On ne risque pas de se perdre dans ces havres de paix, il n y a pas de plaques de signalisation, pas d’adresse et rarement des enseignes.Tout marche au ralenti et au rythme des saisons. Les heures coulent sans faire de vagues comme des ruisseaux au printemps . On ne se bouscule pas au marché, on prend son temps.

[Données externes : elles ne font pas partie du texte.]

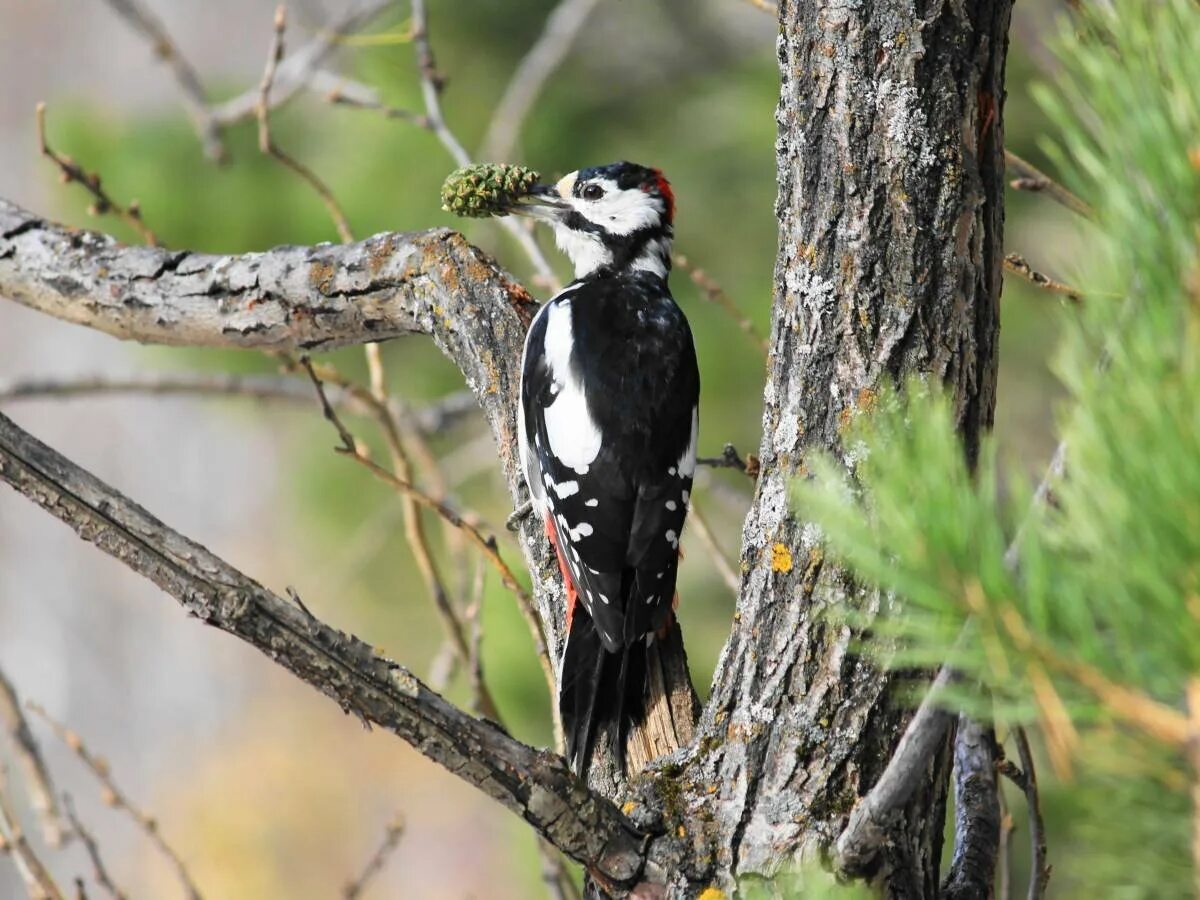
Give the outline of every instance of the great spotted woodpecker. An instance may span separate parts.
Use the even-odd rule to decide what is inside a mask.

Il n’y a pas de feux rouges, il n’y a même pas de dos d’ânes ou si peu… On ne fait pas la chaîne chez le boulanger, il y a du pain pour tous. Il n’y a pas de cybercafé, pour se défouler les jeunes jouent au ballon au milieu d’un champ parmi les badauds. On ne respire pas l’air pollué des grandes villes et la fumée de leurs usines. Chez l’épicier, on fait partie en général des rares clients de la matinée et même s’il chasse les mouches le reste de la journée, il est toujours prêt à rendre service aux automobilistes qui tombent en panne ou aux étrangers qui demandent leur chemin. C’est la mémoire de l’agglomération, le brave homme, un état civil. Il connait les morts, les ancêtres, les nouveaux-nés, les familles qui comptent, les notables, les alliances, les chômeurs, les émigrés, les veuves, les filles en âge de se marier. C’est une grande famille ces villages. Au bureau de poste, tout le monde connaît tout le monde, les employés appellent les clients par leur prénom et les clients répondent aux employés par leur petit nom. Sans chichis, à la bonne franquette. Quand les citadins qui habitent des ensembles sans âme dans des villes sans espoir feront l’effort de s’inquiéter du sort de leur voisin de palier dont ils ignorent souvent jusqu’ au nom de famille, ils pourront être sûrs que la qualité de la vie est en train de s améliorer. Un coup de cœur vaut mieux qu’un coup de peinture.